Press Room

CTI Quick Facts

Cell Therapeutics, Inc. is a biopharmaceutical company focused on developing and commercializing novel agents that seek to improve the safety and efficacy of existing standard-of-care chemotherapies, and those that may have unique, new mechanisms to kill cancer cells. We use genomic information to determine which tumors have the greatest chance of responding favorably to a specific drug candidate. This has the potential to change the way anti-cancer drugs are developed, by allowing investigators to pick the right drug for individual patients.

We are focused on gaining approvals for our two phase III product candidates, pixantrone in relapsed or refractory aggressive non-Hodgkin’s lymphoma, and OPAXIO in maintenance therapy for ovarian cancer and as a radiation sensitizer in the treatment of esophageal cancer. We have one product in phase II clinical development, and other candidates in preclinical research. These products may address the therapeutic limitations of conventional cancer therapies. Our capabilities span drug discovery, development, and commercialization.

Clinical Development Products

Pixantrone (pick-san-trone) dimaleate (BBR 2778) is a next generation antitumor aza-anthracenedione with a molecular structure similar to other topoisomerase II inhibitors, such as anthracyclines like doxorubicin. It is under development for the treatment of non-Hodgkin's lymphoma (NHL).
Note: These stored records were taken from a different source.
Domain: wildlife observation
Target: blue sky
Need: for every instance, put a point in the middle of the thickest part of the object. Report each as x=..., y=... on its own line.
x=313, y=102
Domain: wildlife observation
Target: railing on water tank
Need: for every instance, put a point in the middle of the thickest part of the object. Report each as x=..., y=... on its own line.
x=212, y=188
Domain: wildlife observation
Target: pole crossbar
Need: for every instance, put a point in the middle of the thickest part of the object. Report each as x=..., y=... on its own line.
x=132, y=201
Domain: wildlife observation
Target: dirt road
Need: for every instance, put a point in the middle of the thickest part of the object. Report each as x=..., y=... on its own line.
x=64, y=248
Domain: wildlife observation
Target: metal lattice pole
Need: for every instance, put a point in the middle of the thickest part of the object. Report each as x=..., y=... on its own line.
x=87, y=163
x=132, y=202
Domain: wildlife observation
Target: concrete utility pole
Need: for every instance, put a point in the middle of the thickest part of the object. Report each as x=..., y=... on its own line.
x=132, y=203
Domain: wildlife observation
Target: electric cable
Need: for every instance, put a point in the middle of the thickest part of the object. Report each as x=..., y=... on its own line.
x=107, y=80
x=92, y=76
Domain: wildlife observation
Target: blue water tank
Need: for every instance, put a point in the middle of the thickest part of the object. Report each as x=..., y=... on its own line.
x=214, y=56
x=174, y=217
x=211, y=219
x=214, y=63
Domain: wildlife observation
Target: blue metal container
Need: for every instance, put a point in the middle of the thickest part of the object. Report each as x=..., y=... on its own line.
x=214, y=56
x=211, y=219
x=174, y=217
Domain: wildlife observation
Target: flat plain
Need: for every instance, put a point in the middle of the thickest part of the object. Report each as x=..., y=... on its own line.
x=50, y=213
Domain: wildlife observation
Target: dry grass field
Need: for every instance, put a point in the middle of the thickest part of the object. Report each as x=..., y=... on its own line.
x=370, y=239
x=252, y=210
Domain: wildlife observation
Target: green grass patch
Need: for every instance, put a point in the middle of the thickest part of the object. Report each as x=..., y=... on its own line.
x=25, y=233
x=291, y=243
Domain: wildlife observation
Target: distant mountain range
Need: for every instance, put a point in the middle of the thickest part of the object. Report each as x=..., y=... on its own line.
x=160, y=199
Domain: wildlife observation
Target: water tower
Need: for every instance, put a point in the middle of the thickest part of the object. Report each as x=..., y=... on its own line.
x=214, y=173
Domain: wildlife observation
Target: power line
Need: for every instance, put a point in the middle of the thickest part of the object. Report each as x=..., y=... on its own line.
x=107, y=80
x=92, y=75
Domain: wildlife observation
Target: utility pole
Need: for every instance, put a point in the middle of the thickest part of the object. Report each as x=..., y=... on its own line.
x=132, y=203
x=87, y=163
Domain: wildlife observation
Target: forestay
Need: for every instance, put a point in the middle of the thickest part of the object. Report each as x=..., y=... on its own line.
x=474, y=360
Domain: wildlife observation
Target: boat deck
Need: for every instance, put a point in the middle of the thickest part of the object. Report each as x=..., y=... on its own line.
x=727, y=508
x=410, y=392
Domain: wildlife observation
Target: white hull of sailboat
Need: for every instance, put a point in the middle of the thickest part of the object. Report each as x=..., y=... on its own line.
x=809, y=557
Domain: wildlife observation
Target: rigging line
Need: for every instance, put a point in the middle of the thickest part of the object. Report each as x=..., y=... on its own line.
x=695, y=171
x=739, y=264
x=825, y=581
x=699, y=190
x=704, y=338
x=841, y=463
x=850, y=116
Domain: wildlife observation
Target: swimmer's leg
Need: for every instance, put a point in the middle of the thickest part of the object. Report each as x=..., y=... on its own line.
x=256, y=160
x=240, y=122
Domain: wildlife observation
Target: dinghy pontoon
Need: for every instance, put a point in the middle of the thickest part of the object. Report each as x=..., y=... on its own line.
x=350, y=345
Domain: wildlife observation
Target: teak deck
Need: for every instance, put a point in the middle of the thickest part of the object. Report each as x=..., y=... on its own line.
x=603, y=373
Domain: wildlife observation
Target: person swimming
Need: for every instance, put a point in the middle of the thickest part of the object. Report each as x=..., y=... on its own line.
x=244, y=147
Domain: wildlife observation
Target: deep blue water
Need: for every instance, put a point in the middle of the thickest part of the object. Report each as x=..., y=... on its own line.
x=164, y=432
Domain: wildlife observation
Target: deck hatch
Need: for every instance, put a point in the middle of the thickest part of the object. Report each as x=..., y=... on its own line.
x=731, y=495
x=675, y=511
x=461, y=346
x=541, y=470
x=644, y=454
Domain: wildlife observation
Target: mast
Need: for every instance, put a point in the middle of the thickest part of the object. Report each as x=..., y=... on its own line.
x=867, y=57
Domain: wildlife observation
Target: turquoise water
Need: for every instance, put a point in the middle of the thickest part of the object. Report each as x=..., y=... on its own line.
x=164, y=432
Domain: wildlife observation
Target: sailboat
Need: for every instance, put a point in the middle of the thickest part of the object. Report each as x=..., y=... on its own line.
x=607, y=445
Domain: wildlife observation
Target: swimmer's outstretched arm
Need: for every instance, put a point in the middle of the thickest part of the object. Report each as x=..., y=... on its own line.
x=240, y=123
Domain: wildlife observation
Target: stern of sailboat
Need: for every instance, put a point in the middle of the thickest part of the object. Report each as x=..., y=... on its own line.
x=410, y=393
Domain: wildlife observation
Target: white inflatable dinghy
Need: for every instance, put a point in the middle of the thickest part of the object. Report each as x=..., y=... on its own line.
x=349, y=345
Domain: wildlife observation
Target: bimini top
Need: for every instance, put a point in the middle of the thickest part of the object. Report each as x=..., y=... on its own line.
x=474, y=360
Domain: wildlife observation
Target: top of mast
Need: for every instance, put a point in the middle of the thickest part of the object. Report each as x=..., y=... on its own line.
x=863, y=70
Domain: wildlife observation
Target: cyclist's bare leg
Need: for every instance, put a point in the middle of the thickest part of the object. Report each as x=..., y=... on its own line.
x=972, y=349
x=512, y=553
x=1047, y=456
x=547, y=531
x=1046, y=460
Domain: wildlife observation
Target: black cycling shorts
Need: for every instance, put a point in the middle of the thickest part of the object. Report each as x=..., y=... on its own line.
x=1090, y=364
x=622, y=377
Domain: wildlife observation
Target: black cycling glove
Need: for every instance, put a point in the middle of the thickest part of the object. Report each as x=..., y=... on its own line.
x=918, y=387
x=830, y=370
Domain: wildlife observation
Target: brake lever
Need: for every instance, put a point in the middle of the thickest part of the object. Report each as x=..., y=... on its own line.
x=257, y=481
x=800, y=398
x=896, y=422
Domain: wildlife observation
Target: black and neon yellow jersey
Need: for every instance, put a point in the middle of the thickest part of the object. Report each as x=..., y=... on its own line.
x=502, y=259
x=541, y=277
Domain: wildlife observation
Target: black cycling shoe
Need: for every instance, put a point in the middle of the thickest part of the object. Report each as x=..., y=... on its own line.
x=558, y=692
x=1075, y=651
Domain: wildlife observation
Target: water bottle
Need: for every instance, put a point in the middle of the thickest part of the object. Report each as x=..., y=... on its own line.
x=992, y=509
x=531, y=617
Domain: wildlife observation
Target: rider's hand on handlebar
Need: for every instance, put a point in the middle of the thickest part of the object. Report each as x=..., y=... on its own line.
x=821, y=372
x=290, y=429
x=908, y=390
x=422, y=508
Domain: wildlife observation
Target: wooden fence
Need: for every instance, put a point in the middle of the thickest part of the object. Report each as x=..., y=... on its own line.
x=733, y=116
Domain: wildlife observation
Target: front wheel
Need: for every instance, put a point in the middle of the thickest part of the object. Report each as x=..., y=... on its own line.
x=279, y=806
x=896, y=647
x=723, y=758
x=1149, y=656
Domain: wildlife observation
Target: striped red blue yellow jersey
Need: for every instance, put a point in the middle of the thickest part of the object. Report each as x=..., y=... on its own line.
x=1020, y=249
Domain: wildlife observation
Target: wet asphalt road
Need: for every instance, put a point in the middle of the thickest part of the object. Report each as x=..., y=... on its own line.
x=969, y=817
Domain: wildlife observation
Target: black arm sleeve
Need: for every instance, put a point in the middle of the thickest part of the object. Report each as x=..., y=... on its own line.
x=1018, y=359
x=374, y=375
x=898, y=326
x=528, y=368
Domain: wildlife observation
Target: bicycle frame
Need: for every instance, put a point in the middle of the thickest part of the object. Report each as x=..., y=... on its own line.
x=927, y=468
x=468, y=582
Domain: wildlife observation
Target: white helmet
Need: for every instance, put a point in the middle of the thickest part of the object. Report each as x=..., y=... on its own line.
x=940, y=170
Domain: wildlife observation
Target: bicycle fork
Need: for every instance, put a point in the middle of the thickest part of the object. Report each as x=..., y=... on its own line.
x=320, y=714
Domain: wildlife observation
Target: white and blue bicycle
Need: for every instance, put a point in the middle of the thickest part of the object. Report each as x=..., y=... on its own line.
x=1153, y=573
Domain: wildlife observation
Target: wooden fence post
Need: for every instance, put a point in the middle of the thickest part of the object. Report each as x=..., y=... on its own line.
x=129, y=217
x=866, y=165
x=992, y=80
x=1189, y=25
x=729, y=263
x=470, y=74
OPAXIO™ (Oh-packs-ee-oh) (paclitaxel poliglumex, CT-2103; formerly known as XYOTAX) is a biologically enhanced chemotherapeutic that links paclitaxel to a biodegradable polyglutamate polymer, resulting in a new chemical entity. OPAXIO was designed to improve the delivery of paclitaxel to tumor tissue while protecting normal tissue from toxic side effects.

We are studying OPAXIO as potential treatment for ovarian, non-small cell lung (NSCLC), and other cancers.

Brostallicin (bräst-al-iss-in) is a small molecule, anti-cancer drug with a novel and unique mechanism of action and excellent long-term patent protection. Data in more than 230 patients treated in phase I/II clinical trials reveal evidence of activity in patients with refractory cancer and patient/physician-friendly dosage and administration. Brostallicin may ultimately be useful in combination with standard chemotherapy and newer, targeted cancer therapies.

Brostallicin is currently in phase II clinical trials versus doxorubicin as first-line single-agent chemotherapy in patients with advanced or metastatic soft tissue sarcoma. In late 2007, we also initiated a phase II trial of brostallicin for the treatment of myxoid liposarcoma.